Flawed on multiple levels.
1. At least one of the GPUs shared RAM space with the CPU. (it is an integrated GPU). Two processor packages are probably not going to share RAM. The two GPUs in the current Mac Pros do not.
RAM + ARM cpu and RAM + x86 cpu means higher RAM bill of material (BOM) costs in the system. Apple wants their 30% margin. Driving up BOM costs with little to no value add isn't likely to fly with them.
2. Intel's Turbo (dynamic over/under clocking) and the "race to sleep" modifications of OS X basically get the lower power consumption for low horsepower workloads and high consumption on higher workloads all with just the x86 solution. If throw very low workload at a modern Intel CPU the clock rate (and power consumption) drops.
3. The over major concept missed is that these are System on a Chip ( SoC) solutions. The notion that the CPU only doing the general computations is largely gone in most Mac and all of the iOS systems now. The SoC is CPU + GPU + IOhub chipset ( maybe + RAM + etc. etc. etc. ). Only need one IO hub chipset per PC system. The external ports ( USB , Display , etc ) are hooked to just one. Once start to include SoCs and have multiple USB , Display , Flash , etc. controllers then driving up BOM costs for no good reason.
There are ARM ( or ARM like ) controllers in a mac. They are basically I/O controllers though with fixed tasks. An Ethernet controller with TCP/IP offload typically has a very small embedded CPU inside. Wifi/Bluetooth ... ditto to handle/offload the more advanced functions. SSD drives have a Flash controller which typically an embedded CPU inside.
The application running processor though is typically all by itself or homogenous.
GPGPU programming is heading to a point where CPU and GPU share an address space and to some extent RAM. But that is more a split on extremely parallel processing and more general processing. There is power saving in sending the computation to the processor that can do it most efficiently but flip/flopping on a mix of the same apps not so much.
If there is some super duper upside to having a low power and high power coupled together an Intel solution that merged some Atom cores and a "big" Core i5 core(s) would probably be more effective to OS X than some cross vendor hodge podge. The concept already exists in the ARM world big.LITTLE
Image
http://www.arm.com/products/processors/technologies/biglittleprocessing.php
Right now Intel is concentrating on getting "LITTLE" to work well all by itself.

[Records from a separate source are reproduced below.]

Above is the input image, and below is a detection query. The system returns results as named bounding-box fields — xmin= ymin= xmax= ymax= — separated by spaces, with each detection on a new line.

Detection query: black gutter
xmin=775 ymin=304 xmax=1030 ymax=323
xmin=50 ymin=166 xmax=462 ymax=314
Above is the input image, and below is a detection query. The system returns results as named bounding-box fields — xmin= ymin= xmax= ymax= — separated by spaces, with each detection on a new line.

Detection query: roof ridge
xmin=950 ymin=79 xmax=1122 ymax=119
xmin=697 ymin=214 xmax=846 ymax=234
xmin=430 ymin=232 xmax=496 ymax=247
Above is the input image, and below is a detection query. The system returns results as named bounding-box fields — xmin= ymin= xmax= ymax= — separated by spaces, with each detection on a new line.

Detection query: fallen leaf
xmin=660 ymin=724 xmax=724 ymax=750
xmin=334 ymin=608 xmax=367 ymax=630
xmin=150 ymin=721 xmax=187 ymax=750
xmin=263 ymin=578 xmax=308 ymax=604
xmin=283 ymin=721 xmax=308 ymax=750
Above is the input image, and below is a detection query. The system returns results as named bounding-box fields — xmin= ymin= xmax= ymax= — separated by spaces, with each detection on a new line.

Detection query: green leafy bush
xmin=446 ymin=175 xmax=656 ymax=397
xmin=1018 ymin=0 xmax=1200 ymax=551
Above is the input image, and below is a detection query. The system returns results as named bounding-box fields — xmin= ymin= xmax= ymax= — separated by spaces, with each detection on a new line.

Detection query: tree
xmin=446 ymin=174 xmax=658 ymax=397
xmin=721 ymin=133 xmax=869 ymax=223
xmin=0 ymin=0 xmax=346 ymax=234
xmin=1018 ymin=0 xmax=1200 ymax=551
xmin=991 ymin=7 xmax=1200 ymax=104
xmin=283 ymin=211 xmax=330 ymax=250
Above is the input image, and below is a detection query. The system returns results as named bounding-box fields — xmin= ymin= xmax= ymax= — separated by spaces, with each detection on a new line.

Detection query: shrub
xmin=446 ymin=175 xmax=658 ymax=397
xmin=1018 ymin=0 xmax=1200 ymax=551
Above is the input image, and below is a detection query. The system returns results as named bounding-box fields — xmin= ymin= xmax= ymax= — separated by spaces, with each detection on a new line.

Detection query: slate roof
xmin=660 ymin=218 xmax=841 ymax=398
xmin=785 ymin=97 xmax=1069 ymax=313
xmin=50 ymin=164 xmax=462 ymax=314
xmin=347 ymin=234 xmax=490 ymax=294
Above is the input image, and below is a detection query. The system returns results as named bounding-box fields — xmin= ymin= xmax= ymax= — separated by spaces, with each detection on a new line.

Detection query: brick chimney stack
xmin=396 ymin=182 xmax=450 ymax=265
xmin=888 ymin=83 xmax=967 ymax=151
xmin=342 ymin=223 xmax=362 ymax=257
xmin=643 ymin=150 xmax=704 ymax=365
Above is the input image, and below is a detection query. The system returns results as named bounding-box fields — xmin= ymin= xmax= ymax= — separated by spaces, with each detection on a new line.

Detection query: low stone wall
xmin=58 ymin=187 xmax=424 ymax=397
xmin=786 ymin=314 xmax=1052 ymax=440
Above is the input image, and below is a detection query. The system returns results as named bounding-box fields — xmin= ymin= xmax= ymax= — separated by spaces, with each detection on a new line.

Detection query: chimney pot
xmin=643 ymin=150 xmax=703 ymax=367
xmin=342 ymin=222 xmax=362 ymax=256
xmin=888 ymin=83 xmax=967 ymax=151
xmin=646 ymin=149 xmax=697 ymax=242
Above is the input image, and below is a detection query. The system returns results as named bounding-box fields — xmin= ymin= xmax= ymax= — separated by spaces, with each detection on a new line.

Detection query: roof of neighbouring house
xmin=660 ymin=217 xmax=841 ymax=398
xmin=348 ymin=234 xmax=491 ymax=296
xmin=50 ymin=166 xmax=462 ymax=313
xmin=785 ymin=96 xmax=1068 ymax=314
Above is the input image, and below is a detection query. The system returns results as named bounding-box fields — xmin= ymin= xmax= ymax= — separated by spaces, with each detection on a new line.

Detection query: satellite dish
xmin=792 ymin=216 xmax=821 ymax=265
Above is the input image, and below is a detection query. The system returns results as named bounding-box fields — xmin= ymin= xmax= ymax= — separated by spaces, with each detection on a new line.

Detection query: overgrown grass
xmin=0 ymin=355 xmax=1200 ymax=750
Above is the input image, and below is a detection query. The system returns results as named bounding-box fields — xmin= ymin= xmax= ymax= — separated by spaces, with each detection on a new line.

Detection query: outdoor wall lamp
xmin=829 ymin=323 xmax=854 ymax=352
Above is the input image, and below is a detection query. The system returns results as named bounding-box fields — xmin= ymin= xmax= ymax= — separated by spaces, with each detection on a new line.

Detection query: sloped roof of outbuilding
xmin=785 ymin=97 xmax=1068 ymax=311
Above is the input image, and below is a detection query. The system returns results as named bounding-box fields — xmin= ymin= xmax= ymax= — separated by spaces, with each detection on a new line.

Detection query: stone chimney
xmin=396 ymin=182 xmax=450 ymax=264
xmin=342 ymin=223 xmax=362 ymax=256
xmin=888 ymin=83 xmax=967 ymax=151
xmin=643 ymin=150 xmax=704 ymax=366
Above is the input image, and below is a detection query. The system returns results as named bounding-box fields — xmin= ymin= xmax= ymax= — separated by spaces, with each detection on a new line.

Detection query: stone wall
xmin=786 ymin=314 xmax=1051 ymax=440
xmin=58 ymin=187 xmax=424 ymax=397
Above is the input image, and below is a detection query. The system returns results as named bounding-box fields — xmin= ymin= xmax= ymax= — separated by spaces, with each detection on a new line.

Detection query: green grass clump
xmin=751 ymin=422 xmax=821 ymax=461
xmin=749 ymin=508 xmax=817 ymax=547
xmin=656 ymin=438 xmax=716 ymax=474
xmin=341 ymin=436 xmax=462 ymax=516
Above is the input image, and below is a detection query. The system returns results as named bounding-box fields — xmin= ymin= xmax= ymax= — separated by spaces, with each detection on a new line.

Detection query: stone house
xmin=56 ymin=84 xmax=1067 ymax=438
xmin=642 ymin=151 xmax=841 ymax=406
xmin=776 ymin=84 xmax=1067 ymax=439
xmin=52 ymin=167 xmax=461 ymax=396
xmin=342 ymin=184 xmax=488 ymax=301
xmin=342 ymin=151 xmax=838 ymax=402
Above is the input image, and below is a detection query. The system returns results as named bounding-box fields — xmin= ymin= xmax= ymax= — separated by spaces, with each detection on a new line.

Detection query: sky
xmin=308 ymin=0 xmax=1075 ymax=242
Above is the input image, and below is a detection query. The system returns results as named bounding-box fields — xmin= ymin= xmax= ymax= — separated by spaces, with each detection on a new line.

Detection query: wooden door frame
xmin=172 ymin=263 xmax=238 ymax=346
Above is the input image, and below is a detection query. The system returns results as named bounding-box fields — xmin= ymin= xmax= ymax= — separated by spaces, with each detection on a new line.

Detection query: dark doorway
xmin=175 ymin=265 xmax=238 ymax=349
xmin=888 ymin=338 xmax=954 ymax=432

Once more ironed out, it wouldn't be a big leap from them to same thing if Apple (and a few other system vendors ) wanted to place orders for 10+ million x86 big.LiTTLE like implementations. Intel is opening up to doing more custom work combining their processors if customers are willing to pay. On the more big-iron side of their business.
http://www.theregister.co.uk/2015/01/13/amazons_new_ec2_compute_instances_run_on_secret_intel_chips/
4. The final huge flaw is related the immediately above. There is an implicit notion that Intel can't do a low power x86 implementation. That ARM is the only path to lower power. That is deeply flawed.
It wasn't been a high priority for Intel from 2000-2010 but it is now. Intel used to put the "low power" on process technology 1-2 generations back from the latest stuff. Now, Intel is targeting latest process technology for low power implementations. The ARM threat is bigger than the AMD threat and they have adjusted accordingly. ARM isn't magically more efficient in the low power context. There is some overhead in doing the x86 to micro ops translation but as the overall transistor budget goes up and the translations are dynamically cached it is
not a show stopper issue.
Head to head implementation competition with Intel .... Apple isn't necessarily going to win that in the Mac space. Intel has a larger group of as good or better designers than Apple does.